Here is the only information I could find about that.


----------



## dwndrgn (Jun 23, 2003)

Well thanks for the link!  I suppose the definition depends upon the person using the phrase.


----------



## teddyrux (Jun 25, 2003)

Reading is about escapism.

It appears to me that nemesis doesn't like fantasy.  Which is fine.  Just say that you don't like it so that we know where you're coming from.

Comparing Eddings and Heinlein (I've read both and enjoy their works) is like comparing Eric Clapton and Tim McGraw.


----------



## Arch (Jun 27, 2003)

Different strokes for different folks. We all want to read different things. As teddyrux said above reading is always about escapism. As is film and TV media. We all have different tastes in them but is any the more superior?

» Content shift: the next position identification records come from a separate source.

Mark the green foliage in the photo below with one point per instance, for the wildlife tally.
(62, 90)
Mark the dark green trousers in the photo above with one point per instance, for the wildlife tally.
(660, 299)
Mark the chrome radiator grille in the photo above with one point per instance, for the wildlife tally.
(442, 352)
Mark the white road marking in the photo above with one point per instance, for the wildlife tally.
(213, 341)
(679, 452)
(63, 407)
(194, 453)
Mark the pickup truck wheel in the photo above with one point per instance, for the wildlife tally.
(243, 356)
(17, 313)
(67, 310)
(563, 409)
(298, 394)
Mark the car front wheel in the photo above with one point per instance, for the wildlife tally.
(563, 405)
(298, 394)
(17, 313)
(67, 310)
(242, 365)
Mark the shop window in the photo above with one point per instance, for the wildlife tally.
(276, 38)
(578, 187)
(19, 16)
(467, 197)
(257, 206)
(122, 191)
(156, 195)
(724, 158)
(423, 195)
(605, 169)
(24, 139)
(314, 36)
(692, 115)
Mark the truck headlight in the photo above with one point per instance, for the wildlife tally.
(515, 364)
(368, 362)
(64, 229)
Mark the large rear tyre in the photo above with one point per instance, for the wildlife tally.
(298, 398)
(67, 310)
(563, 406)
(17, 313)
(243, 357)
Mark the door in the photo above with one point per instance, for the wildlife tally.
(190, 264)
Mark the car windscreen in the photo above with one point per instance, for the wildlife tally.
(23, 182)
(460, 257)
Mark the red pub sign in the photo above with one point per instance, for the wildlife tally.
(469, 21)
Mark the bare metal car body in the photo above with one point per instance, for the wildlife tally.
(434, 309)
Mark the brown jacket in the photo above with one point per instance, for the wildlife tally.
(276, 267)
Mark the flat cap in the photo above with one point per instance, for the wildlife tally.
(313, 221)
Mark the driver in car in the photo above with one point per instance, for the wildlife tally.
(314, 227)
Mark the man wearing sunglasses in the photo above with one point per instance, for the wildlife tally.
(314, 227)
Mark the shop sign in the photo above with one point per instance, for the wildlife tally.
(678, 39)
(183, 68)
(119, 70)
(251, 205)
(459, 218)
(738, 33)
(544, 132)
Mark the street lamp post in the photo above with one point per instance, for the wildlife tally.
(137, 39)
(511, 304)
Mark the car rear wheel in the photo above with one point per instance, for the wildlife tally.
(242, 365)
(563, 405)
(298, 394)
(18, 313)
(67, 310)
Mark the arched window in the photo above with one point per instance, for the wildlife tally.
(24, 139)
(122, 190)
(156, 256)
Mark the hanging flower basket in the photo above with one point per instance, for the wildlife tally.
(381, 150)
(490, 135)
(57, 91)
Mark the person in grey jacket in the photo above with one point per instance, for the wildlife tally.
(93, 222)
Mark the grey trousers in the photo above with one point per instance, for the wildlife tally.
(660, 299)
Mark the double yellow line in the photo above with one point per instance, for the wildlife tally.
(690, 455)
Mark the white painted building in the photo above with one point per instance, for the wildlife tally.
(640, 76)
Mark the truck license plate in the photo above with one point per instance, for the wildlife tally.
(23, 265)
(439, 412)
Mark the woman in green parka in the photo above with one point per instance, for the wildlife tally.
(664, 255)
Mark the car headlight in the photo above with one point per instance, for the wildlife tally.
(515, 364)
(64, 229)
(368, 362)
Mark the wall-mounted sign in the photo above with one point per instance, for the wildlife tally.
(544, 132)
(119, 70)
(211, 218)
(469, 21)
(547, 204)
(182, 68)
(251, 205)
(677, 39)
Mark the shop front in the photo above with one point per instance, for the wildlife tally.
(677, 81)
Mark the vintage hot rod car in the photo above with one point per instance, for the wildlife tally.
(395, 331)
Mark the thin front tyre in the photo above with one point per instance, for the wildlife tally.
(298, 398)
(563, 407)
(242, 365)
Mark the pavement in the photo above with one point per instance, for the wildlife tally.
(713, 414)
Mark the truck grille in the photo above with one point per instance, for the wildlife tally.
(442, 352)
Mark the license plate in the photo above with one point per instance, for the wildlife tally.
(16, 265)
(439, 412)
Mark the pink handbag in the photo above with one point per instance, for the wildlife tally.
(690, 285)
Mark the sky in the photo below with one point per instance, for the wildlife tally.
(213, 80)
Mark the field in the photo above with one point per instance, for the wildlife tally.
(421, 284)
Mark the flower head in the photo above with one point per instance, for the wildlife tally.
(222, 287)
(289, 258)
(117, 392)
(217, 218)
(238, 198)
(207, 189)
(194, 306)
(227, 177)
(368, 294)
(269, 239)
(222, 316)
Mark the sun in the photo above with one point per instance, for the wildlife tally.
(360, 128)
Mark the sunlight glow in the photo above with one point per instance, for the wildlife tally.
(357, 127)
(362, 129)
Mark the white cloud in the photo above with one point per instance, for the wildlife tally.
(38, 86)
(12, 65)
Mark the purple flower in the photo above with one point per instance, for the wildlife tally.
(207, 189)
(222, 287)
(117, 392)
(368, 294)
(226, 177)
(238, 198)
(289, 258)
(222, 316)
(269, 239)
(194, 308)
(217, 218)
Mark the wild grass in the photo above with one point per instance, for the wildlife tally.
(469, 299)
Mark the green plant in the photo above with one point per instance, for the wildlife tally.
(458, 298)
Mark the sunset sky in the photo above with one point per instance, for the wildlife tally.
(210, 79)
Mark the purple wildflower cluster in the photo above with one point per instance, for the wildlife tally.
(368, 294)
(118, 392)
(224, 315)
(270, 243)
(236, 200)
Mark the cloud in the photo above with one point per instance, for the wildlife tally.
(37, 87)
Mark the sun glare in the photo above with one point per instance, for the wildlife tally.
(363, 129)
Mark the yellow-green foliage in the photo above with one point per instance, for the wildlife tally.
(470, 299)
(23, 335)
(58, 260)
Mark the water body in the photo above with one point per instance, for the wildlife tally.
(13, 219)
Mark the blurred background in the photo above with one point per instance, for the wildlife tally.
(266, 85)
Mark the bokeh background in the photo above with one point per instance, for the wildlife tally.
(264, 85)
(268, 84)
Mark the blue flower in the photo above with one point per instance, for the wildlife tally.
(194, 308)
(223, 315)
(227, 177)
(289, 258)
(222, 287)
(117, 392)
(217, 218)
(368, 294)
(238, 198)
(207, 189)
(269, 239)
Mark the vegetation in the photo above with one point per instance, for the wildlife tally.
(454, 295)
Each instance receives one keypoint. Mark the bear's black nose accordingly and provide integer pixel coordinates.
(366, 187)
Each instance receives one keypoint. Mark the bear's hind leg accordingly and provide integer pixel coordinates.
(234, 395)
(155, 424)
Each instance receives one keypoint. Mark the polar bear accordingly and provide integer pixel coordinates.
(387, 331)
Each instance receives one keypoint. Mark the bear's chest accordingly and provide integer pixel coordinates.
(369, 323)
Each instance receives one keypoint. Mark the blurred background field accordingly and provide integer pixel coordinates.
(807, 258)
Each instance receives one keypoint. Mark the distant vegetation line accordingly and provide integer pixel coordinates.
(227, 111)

I also don't think there are going to be many Tolkien clones as Tolkien is the focus if the market and direct imitation will always be frowned upon. And using similar themes won't help any better because you still need other ideas to draw on to give the work a life of its own. We *may* see more battles between darkness and light but this is a major human theme so its hardly original anyway. *smile*


----------



## BAYLOR (Jan 9, 2017)

Arch said:


> Different strokes for different folks. We all want to read different things. As teddyrux said above reading is always about escapism. As is film and TV media. We all have different tastes in them but is any the more superior?
> 
> I also don't think there are going to be many Tolkien clones as Tolkien is the focus if the market and direct imitation will always be frowned upon. And using similar themes won't help any better because you still need other ideas to draw on to give the work a life of its own. We *may* see more battles between darkness and light but this is a major human theme so its hardly original anyway. *smile*



I know this years to late, but if the writing is good , people will read it anyways.


----------